Helsinki White

He sighed, leaned back in his chair and folded his arms.

“As your doctor, brother and friend, I’m advising you to have an open discussion with your wife, go on sick leave, stop whatever it is you’re doing, and seek psychotherapy. I’ll find you a good therapist. You’re not getting better on your own, and you need rest and assistance until your brain repairs itself.”

I stood up and thanked him. “I’ll give everything you said consideration.” I left, having no intention of doing any such thing.





28


Noon. The Nyland Yacht Club. The whole gang from last night reappears, except for Aino. She had to go to work. Breakfast libations. Mimosas. Bloody Marys. Beer. The legal blood alcohol content for piloting a boat is twice that for driving a car. You can get pretty smashed and stay law compliant. Everyone dresses warm, coats with sweaters underneath. It’s forty-two degrees Fahrenheit, and cold on the Baltic, especially with the boat in motion.

Living with a foreigner causes unusual habits. Kate can conceptualize minus temperatures in Celsius, but not the plus side of the thermometer, so I’ve gotten in the habit of automatically converting in my head for her benefit. Now I often think in Fahrenheit too, but only on the plus side.

The prime minister has a thirty-one-foot motorized cruiser, a sharp-looking newer vessel. Below deck, it has three double-berth cabins, a big saloon and galley, a head, and seating for navigational equipment.

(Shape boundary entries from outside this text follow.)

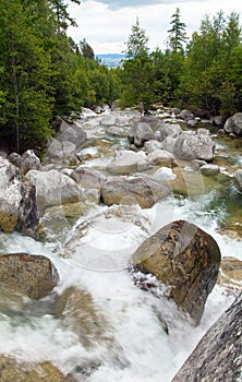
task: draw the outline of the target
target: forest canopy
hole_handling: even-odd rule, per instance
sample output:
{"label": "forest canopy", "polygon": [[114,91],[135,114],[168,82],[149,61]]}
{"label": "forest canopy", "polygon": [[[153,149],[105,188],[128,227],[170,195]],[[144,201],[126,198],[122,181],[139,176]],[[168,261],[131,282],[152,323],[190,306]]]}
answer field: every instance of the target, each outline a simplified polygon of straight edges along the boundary
{"label": "forest canopy", "polygon": [[[77,4],[80,0],[71,0]],[[228,117],[242,110],[239,15],[205,15],[189,40],[180,10],[171,15],[167,47],[150,51],[138,19],[121,67],[108,69],[82,36],[68,36],[70,1],[0,0],[0,142],[10,151],[41,152],[56,116],[120,99],[201,107]],[[94,25],[95,27],[95,25]]]}

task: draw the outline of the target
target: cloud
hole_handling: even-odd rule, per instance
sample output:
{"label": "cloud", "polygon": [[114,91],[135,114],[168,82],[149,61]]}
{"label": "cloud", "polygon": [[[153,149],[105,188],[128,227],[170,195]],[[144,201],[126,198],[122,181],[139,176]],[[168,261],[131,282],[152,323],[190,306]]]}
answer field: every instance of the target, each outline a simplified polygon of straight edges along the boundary
{"label": "cloud", "polygon": [[[178,2],[185,2],[187,0],[97,0],[102,4],[107,4],[112,11],[117,11],[122,8],[140,8],[145,5],[157,5],[157,4],[172,4]],[[203,1],[203,0],[199,0]],[[205,1],[205,0],[204,0]]]}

I text messaged Milo before we left the house, told him I wanted heroin and a throw-down gun hidden in the vessel, along with a GPS tracker, so we always know where it is, and keys to the boat, in case we wanted to use it. I had in mind that it would make for a more convenient way to dump bodies.

We set sail, make our way out to deeper waters, and the blender starts churning. It’s got a motor strong enough to power a car. Down in the saloon, mojitos and frozen drinks made of dark rum and fresh fruit start flowing for the women. I stay away from the hard stuff, crack a beer, find the fishing gear. I pull in perch, pike and sea trout. Milo and Sweetness felt ill at ease around the politicians, without me alongside them for the purpose of social lubrication. They looked for me, saw my catch, now seven decent-sized fish, and took the other two deck chairs on either side of me.

Sweetness had never fished before. I taught him the basics: casting and reeling, how to avoid tangling a line, how to bring a fish in and get it off the hook. He caught his first fish, a good-sized pike, and got little-kid excited. Milo is a good fisherman. The other men come up on deck and sip scotch, to fight the chill, they say. They watch us reel in more fish, want a turn at it themselves. We give up our seats. The interior minister says he’d like a word with me.

We lean against the rail. The wind covers our voices. I hand him an envelope. I decided to deliver his cut personally today. This is one of the things he would like to discuss with me. At present, he takes a fifteen percent cut, which goes to necessities, such as the Kokoomus party’s campaign funds. And yachts. I don’t say it. He doesn’t know I’m out of the drug-dealer-destruction business for the moment.

He needs another five percent bump out of the slush fund. Not retroactive, just from future earnings. He knows I don’t like it and offers an explanation. The money is to go to the Real Finns.

I ask why he would ensure that his competitors have adequate campaign funds.